Economista, é integrante da Direção Nacional do MST

Maria Gomes

Agrônoma, é dirigente do setor de produção do MST no Nordeste

Um tema esquecido tem voltado ao debate público nos últimos meses: o baixo nível de mecanização da agricultura familiar. Apenas 14,5% das famílias possuem algum tipo de trator, segundo o Censo Agropecuário de 2017, embora produzam 70% dos alimentos consumidos no país.

A ausência da mecanização impede o aumento da produtividade do trabalho e a ampliação das áreas cultivadas. No Nordeste, onde metade das famílias camponesas vive, apenas 2,3% dispõe de um trator, seguido por 3% no Norte, 13,9% no Centro-Oeste, 16,6% no Sudeste e 39,5% na região Sul.
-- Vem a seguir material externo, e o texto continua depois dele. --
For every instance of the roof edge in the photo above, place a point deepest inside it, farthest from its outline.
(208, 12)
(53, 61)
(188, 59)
O governo federal parece ter compreendido o caráter estrutural desse problema. O plano Nova Indústria Brasil apresenta a meta de alcançar 70% de mecanização da agricultura familiar até 2033. É preciso, porém, revisar os mecanismos existentes e lançar mão de novos instrumentos.

O setor industrial de máquinas agrícolas é controlado por um oligopólio de três empresas transnacionais. A única empresa nacional é a Agrale, que responde por menos de 4% do mercado. Essas empresas buscam lucro máximo, se dedicam a desenvolver tecnologias exclusivamente para o modelo do agronegócio e cobram preços altíssimos.

Esse setor não tem compromisso com a indústria nacional nem com a ampliação do mercado com a produção de máquinas menores a preços acessíveis para a agricultura familiar. Tanto que a produção em 1976 era de 64 mil unidades, ao passo que hoje está na faixa de 50 mil unidades.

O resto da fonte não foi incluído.